Le double
[Incipit]
I
Il n’était pas loin de huit heures du matin, lorsque le conseiller titulaire Iakov Petrovitch Goliadkine se réveilla, après un long sommeil : il bâilla, s’étira, enfin il ouvrit complètement les yeux. Il demeura néanmoins deux bonnes minutes allongé sur son lit immobile, comme un homme qui ne se rend pas très bien compte s’il est véritablement éveillé ou s’il somnole encore et si tout ce qu’il perçoit autour de lui fait partie du monde réel ou n’est que le prolongement des visions désordonnées de son rêve.
Peu à peu, cependant, les sens de M. Goliadkine reprirent possession avec plus de précision et d’acuité, du champ de ses impressions habituelles. Il sentit fixés sur lui, les regards familiers des murs de sa chambre, poussiéreux, enfumés, d’un vert sale, ceux de sa commode d’acajou, ceux aussi de ses chaises, imitation d’acajou, de sa table peinte en rouge, de son divan turc recouvert de moleskine, d’une couleur tirant sur le rouge et orné de fleurettes d’un vert clair, ceux enfin de ses vêtements retirés précipitamment la veille et roulés en boule sur le divan.
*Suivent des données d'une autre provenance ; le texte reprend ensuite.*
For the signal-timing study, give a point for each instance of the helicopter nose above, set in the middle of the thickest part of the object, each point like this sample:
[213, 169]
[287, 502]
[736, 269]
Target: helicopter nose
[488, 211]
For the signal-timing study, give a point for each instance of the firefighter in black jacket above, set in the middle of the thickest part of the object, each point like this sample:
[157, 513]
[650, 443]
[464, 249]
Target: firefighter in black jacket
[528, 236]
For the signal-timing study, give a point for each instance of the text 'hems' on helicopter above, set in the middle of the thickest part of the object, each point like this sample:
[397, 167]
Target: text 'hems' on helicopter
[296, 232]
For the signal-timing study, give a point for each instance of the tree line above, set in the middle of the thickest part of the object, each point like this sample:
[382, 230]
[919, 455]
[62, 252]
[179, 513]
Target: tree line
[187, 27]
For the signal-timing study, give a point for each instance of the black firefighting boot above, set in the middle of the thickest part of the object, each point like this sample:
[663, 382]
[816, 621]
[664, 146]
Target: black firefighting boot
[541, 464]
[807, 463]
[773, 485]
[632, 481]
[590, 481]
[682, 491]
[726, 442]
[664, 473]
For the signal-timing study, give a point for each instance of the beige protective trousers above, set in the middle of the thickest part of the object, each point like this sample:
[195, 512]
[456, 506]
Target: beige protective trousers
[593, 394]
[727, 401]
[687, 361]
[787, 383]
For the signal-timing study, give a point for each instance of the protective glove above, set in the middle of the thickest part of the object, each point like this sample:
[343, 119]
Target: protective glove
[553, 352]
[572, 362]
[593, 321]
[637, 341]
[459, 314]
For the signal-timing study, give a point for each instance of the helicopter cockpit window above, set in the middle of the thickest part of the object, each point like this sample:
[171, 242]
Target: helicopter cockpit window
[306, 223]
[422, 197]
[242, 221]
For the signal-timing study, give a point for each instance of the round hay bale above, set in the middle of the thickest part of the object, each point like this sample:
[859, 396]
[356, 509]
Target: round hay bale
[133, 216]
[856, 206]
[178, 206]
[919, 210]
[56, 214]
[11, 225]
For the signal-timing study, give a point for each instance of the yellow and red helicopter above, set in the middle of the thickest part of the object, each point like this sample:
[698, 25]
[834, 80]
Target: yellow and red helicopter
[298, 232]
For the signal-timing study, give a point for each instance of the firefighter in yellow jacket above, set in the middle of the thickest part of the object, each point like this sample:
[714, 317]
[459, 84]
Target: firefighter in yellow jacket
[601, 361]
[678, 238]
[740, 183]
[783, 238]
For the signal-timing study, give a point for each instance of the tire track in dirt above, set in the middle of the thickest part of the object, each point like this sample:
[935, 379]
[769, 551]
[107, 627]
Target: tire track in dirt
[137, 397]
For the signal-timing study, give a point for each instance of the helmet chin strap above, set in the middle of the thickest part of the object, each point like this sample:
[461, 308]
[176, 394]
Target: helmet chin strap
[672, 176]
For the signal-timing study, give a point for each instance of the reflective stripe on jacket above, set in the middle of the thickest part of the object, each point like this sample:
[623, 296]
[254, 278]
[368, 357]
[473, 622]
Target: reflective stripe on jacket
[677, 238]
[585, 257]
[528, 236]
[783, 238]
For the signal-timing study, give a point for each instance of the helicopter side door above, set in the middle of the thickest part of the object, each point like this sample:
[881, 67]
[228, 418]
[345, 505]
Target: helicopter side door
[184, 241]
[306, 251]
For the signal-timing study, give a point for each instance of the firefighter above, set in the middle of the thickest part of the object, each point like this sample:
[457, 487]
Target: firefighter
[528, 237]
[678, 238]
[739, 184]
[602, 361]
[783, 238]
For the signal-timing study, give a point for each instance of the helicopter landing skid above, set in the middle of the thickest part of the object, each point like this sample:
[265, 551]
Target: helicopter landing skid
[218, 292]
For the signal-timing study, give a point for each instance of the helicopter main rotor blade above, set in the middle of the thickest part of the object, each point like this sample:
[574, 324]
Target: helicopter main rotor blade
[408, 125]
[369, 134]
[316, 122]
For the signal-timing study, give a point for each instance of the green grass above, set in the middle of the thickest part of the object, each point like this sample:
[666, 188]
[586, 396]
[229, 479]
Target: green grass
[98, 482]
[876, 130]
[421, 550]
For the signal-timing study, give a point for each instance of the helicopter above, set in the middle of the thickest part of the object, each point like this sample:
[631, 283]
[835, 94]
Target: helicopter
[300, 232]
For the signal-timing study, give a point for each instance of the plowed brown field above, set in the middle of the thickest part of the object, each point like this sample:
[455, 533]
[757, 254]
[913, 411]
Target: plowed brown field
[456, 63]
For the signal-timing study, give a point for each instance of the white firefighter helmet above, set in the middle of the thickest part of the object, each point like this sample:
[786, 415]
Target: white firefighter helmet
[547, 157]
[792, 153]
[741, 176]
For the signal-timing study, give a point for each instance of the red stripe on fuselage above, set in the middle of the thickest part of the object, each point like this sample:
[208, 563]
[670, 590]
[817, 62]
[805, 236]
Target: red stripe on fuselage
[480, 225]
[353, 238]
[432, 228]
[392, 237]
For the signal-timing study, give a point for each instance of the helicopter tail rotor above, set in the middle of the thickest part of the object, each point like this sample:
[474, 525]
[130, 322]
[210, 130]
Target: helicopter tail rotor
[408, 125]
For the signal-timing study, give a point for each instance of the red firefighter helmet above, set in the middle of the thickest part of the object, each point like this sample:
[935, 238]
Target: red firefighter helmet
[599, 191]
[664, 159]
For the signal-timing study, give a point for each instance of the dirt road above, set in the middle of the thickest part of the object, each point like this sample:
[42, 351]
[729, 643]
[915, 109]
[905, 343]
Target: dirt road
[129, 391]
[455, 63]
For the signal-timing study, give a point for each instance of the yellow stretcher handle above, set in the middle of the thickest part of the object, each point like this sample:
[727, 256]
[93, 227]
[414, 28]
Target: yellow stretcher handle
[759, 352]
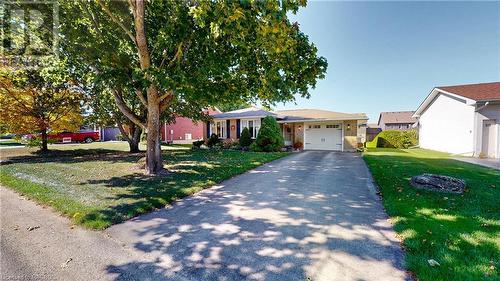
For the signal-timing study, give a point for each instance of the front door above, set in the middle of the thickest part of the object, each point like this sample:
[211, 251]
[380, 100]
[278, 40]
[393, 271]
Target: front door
[489, 137]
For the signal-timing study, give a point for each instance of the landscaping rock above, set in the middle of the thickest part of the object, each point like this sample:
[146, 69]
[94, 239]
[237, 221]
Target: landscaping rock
[438, 183]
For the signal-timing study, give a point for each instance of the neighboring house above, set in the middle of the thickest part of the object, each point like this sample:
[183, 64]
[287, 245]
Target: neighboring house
[313, 128]
[372, 131]
[461, 120]
[184, 130]
[398, 120]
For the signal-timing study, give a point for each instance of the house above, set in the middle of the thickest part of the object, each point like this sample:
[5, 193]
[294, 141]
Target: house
[307, 128]
[397, 120]
[184, 130]
[372, 131]
[461, 120]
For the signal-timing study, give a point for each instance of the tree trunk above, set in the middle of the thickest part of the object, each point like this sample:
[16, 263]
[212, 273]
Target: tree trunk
[135, 138]
[44, 146]
[154, 162]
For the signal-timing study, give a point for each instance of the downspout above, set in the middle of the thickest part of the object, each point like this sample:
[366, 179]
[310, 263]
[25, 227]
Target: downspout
[478, 138]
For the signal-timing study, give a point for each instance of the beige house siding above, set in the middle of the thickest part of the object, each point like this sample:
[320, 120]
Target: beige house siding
[298, 133]
[233, 128]
[350, 135]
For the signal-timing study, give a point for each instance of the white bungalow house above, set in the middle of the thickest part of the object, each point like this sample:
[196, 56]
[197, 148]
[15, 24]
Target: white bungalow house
[462, 120]
[311, 129]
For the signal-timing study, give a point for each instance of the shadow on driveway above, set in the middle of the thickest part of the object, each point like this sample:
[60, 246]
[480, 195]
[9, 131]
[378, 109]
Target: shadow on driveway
[310, 216]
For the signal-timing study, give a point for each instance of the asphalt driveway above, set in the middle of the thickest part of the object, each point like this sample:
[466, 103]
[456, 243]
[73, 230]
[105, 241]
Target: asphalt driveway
[310, 216]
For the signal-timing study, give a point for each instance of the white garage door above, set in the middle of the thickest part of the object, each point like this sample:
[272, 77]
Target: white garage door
[323, 136]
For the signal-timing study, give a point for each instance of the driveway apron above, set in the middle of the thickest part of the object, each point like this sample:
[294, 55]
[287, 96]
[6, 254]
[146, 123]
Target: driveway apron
[310, 216]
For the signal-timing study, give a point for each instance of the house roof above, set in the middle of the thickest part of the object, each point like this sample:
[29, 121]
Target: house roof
[477, 92]
[317, 114]
[243, 113]
[472, 93]
[396, 117]
[291, 115]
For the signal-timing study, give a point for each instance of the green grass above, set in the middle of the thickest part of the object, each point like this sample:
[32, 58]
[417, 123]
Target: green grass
[461, 232]
[98, 185]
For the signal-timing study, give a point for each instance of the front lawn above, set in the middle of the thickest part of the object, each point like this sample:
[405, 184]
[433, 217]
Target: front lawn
[98, 187]
[460, 232]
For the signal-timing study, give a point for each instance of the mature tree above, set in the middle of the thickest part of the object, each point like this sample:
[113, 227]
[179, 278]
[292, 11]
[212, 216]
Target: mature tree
[38, 100]
[105, 112]
[191, 53]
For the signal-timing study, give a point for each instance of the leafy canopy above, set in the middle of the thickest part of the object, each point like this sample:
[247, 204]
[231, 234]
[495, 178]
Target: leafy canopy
[205, 52]
[38, 99]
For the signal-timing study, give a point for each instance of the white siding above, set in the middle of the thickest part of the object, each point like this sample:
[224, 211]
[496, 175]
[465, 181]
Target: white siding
[490, 112]
[447, 125]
En dernier lieu, à travers la fenêtre ternie de sa chambre il sentit peser sur lui le regard morose d’un petit jour d’automne, trouble et délavé : il y avait tant de hargne dans ce regard, tant d’aigreur dans la grimace qui l’accompagnait qu’aucun doute ne put subsister dans l’esprit de M. Goliadkine ; non, il ne se trouvait pas dans quelque royaume enchanté, mais bel et bien dans la capitale, la ville de Saint-Pétersbourg, dans la rue « aux Six Boutiques », dans son propre appartement au troisième étage d’une assez spacieuse maison de rapport. Après avoir fait cette importante découverte, M. Goliadkine referma fébrilement ses yeux, comme s’il eût regretté les visions de son dernier rêve et désiré les retrouver ne fût-ce qu’un instant. Cependant, quelques moments après, il sautait d’un seul bond hors de son lit, ayant vraisemblablement retrouvé l’idée centrale autour de laquelle tournoyaient jusqu’alors incohérents et désordonnés, les phantasmes de son esprit. Il se précipita aussitôt vers un petit miroir rond qui se trouvait sur la commode. Le visage reflété dans le miroir était passablement fripé ; les yeux, mi-clos, étaient bouffis par le sommeil. C’était un de ces visages sans caractère qui, au premier abord, n’attire jamais l’attention ; et pourtant son propriétaire parut tout à fait content de son inspection.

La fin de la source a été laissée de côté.